В качестве выходного пособия она согласилась выплатить мне мой месячный заработок. Я решила, что мне следует как можно скорее уведомить вас о происходящем, так как у меня имеются серьезные основания беспокоиться о ее будущем благополучии.
Эдит Д. Пилкингтон
– Я разделяю ее беспокойство, – хмуро промолвил Холмс, вновь складывая записку пополам и убирая ее в свою записную книжку. – Итак, Уотсон, ставки повысились, мы должны немедленно вступить в игру. Рано утром я телеграфирую Лестрейду, объясню ему положение и попрошу приехать в Брайтон с ордером на арест обоих Уилберфорсов. В восемь часов семь минут с вокзала Виктория отходит скорый поезд, который прибывает сюда в девять сорок девять. Я назначу инспектору встречу у входа на Дворцовый причал через четверть часа. Все, что нам остается, – это верить, что мы не ошиблись.
Лестрейд опоздал. Мы с Холмсом, уже переодетые в свои маскировочные костюмы, ожидали его у кассы, разглядывая людей на причале. Среди них было множество рыбаков, вооруженных удочками, а некоторые и складными стульями, – они стремились занять места получше вдоль ограждения и на ступенях спусков, ведущих к дебаркадерам.
Мы с Холмсом тоже вооружились подобающим образом, но совсем для другого дела. Он захватил свой охотничий хлыст, а у меня в кармане пиджака лежал револьвер.
Не прошло и десяти минут, как к нам присоединился Лестрейд, тоже облачившийся во фланелевые брюки, пиджак и канотье. В этом воскресном наряде он выглядел столь непривычно, что я поначалу его не узнал. Только когда он подошел к Холмсу и пожал ему руку, я наконец понял, кто это.
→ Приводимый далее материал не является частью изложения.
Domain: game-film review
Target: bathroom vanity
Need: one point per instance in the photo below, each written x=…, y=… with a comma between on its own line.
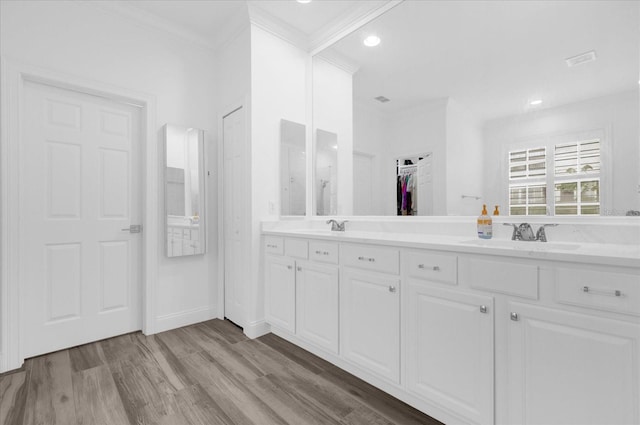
x=467, y=331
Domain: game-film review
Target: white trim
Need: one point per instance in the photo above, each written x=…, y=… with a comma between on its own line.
x=343, y=28
x=14, y=76
x=179, y=319
x=257, y=329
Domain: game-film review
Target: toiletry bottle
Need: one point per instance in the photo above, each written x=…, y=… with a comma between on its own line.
x=485, y=227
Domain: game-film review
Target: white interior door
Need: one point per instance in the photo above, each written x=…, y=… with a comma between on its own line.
x=79, y=187
x=234, y=202
x=425, y=185
x=362, y=184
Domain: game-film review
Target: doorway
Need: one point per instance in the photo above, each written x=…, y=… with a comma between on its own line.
x=236, y=171
x=80, y=194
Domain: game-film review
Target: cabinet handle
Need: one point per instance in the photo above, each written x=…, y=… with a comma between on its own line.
x=614, y=293
x=369, y=259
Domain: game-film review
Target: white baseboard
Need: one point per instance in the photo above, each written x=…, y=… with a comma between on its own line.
x=257, y=329
x=184, y=318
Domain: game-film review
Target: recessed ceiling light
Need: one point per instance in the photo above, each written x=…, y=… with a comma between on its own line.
x=372, y=41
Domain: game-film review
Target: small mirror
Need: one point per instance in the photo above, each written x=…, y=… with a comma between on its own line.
x=326, y=177
x=184, y=191
x=293, y=170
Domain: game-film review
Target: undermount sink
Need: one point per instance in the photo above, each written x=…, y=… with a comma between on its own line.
x=523, y=245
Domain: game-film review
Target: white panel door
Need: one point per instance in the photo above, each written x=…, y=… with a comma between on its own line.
x=425, y=185
x=449, y=349
x=79, y=188
x=569, y=368
x=362, y=184
x=317, y=305
x=235, y=200
x=280, y=292
x=370, y=321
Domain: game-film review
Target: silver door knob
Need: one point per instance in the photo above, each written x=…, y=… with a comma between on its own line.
x=134, y=228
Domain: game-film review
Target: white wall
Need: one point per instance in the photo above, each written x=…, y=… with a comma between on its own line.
x=616, y=115
x=464, y=161
x=333, y=112
x=278, y=91
x=84, y=40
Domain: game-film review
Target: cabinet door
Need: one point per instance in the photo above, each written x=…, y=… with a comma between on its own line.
x=280, y=292
x=569, y=368
x=449, y=349
x=370, y=322
x=317, y=305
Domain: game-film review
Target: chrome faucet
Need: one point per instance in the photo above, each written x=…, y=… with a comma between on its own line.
x=524, y=232
x=337, y=226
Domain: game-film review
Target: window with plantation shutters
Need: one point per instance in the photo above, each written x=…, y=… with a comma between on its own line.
x=560, y=179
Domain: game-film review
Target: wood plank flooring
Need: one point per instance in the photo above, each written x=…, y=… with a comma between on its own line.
x=204, y=374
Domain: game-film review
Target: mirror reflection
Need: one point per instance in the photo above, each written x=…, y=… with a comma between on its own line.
x=293, y=168
x=326, y=175
x=532, y=106
x=184, y=191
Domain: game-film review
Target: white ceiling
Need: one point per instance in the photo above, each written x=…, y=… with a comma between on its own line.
x=496, y=56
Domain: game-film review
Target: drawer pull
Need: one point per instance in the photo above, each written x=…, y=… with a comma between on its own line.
x=434, y=268
x=614, y=293
x=369, y=259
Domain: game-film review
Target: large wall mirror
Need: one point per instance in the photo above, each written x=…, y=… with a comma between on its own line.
x=529, y=105
x=293, y=168
x=184, y=191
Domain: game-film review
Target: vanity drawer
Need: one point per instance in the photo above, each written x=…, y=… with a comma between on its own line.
x=509, y=277
x=296, y=248
x=599, y=289
x=374, y=258
x=431, y=266
x=273, y=245
x=325, y=252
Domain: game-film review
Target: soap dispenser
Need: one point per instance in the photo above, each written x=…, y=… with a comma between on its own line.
x=485, y=224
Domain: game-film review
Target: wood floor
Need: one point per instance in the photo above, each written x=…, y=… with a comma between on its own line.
x=208, y=374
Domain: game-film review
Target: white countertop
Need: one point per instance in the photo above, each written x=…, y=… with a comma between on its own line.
x=624, y=255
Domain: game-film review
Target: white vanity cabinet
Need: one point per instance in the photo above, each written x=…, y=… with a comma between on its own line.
x=370, y=321
x=466, y=337
x=280, y=292
x=449, y=348
x=317, y=305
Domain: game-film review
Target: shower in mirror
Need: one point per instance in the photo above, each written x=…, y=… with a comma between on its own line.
x=293, y=170
x=184, y=191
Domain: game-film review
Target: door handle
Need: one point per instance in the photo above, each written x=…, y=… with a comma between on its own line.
x=134, y=228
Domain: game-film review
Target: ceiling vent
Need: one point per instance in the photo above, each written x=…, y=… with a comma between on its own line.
x=581, y=58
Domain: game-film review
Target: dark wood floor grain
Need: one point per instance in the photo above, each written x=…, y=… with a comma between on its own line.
x=205, y=374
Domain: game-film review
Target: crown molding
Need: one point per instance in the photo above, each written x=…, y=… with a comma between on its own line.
x=148, y=20
x=276, y=26
x=357, y=17
x=334, y=58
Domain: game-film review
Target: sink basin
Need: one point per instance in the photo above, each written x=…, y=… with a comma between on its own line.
x=523, y=245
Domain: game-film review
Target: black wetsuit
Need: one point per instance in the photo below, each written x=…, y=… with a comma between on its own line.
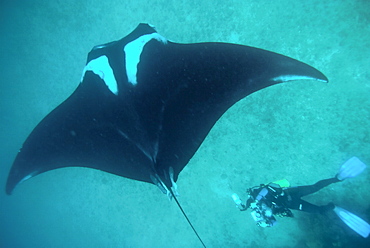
x=280, y=200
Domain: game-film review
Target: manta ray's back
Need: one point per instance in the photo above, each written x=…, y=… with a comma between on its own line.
x=145, y=104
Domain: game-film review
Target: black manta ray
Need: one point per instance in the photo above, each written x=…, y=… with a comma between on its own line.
x=145, y=105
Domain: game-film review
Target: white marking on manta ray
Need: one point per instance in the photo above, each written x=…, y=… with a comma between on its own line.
x=100, y=66
x=286, y=78
x=133, y=51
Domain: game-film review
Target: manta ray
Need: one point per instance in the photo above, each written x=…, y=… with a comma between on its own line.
x=145, y=104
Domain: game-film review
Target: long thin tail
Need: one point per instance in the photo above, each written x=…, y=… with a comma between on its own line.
x=191, y=225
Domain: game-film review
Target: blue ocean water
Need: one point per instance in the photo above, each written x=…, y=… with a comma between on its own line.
x=301, y=131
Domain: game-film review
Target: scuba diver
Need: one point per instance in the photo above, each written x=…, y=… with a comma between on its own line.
x=278, y=198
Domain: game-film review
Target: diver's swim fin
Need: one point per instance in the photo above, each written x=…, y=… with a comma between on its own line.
x=351, y=168
x=353, y=221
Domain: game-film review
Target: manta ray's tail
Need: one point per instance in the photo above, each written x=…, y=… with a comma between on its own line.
x=191, y=225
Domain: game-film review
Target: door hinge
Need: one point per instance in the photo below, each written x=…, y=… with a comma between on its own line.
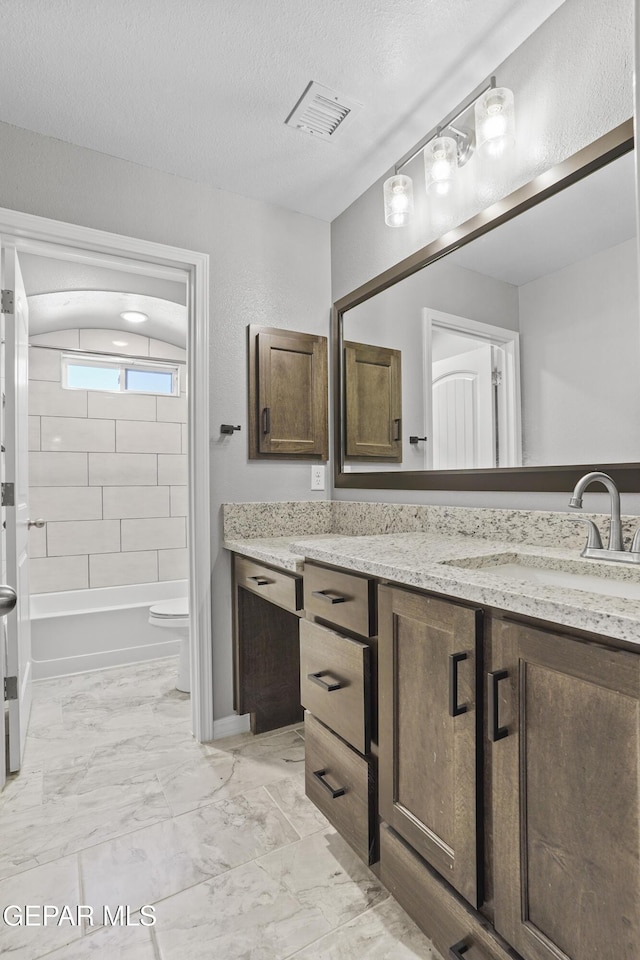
x=6, y=301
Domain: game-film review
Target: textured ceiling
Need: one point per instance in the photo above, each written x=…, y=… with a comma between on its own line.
x=201, y=88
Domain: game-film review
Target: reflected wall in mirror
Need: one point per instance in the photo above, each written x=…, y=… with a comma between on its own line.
x=519, y=347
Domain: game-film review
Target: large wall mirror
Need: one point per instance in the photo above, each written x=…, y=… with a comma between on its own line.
x=506, y=355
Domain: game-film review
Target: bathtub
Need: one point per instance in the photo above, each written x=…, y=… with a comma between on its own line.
x=80, y=630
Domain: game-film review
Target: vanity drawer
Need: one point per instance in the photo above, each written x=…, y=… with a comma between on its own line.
x=340, y=783
x=335, y=682
x=285, y=589
x=346, y=599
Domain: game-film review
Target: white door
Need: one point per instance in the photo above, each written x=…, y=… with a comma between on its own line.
x=18, y=626
x=463, y=411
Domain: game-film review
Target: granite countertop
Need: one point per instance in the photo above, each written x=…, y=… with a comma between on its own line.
x=423, y=560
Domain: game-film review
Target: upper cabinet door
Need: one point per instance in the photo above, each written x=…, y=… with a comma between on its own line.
x=565, y=724
x=428, y=728
x=373, y=402
x=288, y=388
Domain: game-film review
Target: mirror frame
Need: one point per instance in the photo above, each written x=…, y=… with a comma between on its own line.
x=602, y=151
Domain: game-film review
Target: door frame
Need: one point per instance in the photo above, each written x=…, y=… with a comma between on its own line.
x=67, y=241
x=510, y=416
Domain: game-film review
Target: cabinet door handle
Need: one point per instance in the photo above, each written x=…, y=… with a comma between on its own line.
x=457, y=950
x=329, y=595
x=329, y=687
x=496, y=732
x=320, y=776
x=455, y=709
x=266, y=420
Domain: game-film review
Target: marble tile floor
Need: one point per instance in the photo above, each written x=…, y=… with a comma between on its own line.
x=117, y=804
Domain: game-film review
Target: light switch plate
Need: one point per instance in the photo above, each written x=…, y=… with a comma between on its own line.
x=317, y=476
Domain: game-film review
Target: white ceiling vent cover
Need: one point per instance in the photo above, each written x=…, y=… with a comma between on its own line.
x=321, y=112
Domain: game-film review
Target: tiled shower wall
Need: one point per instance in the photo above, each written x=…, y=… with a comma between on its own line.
x=107, y=471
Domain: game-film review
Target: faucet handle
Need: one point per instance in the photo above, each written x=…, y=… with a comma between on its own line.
x=594, y=541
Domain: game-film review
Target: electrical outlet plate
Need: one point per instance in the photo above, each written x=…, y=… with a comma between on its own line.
x=317, y=476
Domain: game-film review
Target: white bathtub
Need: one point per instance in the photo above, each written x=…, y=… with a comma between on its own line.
x=80, y=630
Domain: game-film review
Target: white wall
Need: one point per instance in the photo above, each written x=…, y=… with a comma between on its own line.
x=573, y=82
x=268, y=266
x=580, y=354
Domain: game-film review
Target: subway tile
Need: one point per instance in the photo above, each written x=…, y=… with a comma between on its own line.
x=173, y=409
x=66, y=503
x=50, y=399
x=173, y=564
x=45, y=364
x=50, y=574
x=172, y=469
x=135, y=437
x=167, y=351
x=135, y=345
x=136, y=502
x=121, y=406
x=58, y=469
x=123, y=469
x=113, y=569
x=65, y=339
x=34, y=433
x=179, y=501
x=153, y=534
x=75, y=433
x=69, y=537
x=37, y=541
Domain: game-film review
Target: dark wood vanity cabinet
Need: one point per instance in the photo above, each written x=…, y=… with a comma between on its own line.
x=566, y=795
x=428, y=730
x=288, y=395
x=266, y=618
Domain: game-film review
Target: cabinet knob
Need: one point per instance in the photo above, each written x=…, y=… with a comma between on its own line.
x=457, y=950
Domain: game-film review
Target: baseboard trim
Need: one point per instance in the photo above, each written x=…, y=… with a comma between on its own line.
x=231, y=726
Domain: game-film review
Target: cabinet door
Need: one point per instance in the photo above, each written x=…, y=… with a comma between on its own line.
x=373, y=402
x=289, y=403
x=565, y=786
x=428, y=719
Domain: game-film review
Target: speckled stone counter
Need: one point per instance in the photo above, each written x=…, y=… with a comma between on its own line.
x=423, y=560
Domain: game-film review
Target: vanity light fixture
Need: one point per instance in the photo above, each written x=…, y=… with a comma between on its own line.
x=489, y=128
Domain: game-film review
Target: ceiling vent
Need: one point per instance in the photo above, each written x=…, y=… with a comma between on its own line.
x=321, y=112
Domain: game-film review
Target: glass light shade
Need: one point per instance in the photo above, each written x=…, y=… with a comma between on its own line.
x=441, y=165
x=495, y=122
x=398, y=200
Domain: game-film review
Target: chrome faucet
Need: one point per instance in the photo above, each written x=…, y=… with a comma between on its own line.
x=615, y=547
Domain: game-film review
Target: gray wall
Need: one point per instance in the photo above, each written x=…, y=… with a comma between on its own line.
x=268, y=266
x=573, y=81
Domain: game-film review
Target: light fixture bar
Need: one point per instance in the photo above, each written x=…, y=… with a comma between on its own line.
x=448, y=120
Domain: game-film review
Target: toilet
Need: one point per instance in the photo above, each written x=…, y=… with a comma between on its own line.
x=174, y=615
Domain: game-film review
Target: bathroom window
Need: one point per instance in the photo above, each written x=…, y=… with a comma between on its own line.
x=120, y=375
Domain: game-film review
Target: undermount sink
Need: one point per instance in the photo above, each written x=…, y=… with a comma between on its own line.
x=600, y=578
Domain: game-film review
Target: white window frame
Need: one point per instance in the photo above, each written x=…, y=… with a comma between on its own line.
x=122, y=364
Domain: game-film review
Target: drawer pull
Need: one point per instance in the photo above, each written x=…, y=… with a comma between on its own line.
x=455, y=709
x=496, y=732
x=457, y=950
x=320, y=775
x=317, y=678
x=329, y=595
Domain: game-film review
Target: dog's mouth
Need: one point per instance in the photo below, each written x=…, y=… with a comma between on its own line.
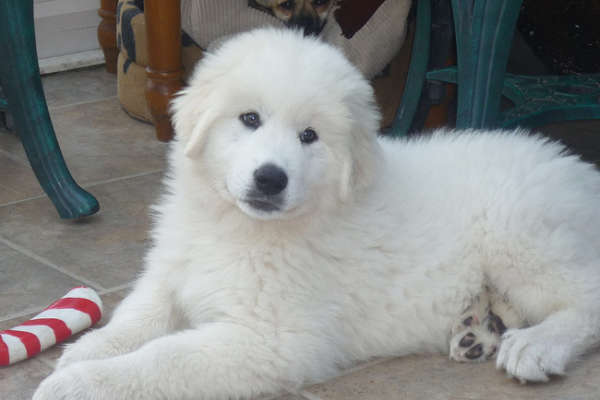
x=265, y=205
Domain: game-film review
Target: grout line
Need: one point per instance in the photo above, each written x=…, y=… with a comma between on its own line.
x=121, y=178
x=80, y=103
x=12, y=203
x=308, y=395
x=50, y=264
x=87, y=185
x=363, y=365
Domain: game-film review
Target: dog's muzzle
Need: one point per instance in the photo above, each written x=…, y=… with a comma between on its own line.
x=269, y=183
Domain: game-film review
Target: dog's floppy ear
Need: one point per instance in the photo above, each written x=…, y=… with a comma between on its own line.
x=358, y=165
x=359, y=162
x=198, y=134
x=193, y=115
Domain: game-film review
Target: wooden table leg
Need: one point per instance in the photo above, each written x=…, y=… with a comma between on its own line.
x=107, y=33
x=164, y=71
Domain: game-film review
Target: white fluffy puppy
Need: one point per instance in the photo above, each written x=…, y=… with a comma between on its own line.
x=293, y=241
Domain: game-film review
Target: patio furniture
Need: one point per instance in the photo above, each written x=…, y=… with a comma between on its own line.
x=22, y=86
x=484, y=31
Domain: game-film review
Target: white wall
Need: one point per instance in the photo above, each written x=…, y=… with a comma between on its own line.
x=65, y=32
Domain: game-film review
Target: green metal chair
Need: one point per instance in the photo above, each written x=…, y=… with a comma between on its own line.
x=484, y=30
x=22, y=86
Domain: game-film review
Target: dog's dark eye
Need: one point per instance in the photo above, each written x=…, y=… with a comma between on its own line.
x=250, y=119
x=308, y=136
x=287, y=5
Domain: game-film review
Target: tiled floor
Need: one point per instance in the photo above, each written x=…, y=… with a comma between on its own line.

– Все сделано, как вы предусмотрели, мистер Холмс, – вполголоса рассказывал он, пока мы покупали билеты и проходили на причал. – Местный участок согласился выделить нам дюжину полицейских в подмогу. Они здесь – некоторые смешались с толпой гуляющих, другие сидят на причале под видом рыбаков.
Он кивком указал на кучку рыбаков, стоявших у ограждения.
– Если понадобится, я подзову их, дав два свистка.
– Отлично, Лестрейд! – ответил Холмс. – А как насчет сестры Питерса?
– Ее тоже не обойдут вниманием, – заверил его Лестрейд. – К отелю будут направлены две надзирательницы из Брайтонского полицейского подразделения. Ровно в одиннадцать часов они ее арестуют.
– Итак, все, что нам надо, – это дождаться, пока сюда приплывет самая крупная рыба, – удовлетворенно заметил Холмс. – Вне всякого сомнения, она явится с приливом.
Действительно, начинался прилив, а Холмс, несмотря на грядущее столкновение с Питерсом Праведником, казалось, безмерно наслаждался моментом. Он бодро прогуливался по пирсу, вдыхал свежий соленый воздух и наблюдал за происходящим вокруг, не упуская ни малейшей детали, будь то разноцветные платья прохаживавшихся по причалу дам или же находившийся невдалеке пляж с полотняными кабинками для переодевания, купальными машинами[21], осликами и козликами, катавшими детей на тележках, фургонами на конной тяге, расставленными вдоль побережья и ожидавшими туристов, желавших осмотреть достопримечательности вроде Чертова Рва[22]. Хотя в наше время Брайтон превратился в настоящий курорт, по сетям, разложенным на гальке для просушки, и лоткам, на которых торговали рыбой последнего улова, было заметно, что прежде он был обыкновенной рыболовецкой гаванью.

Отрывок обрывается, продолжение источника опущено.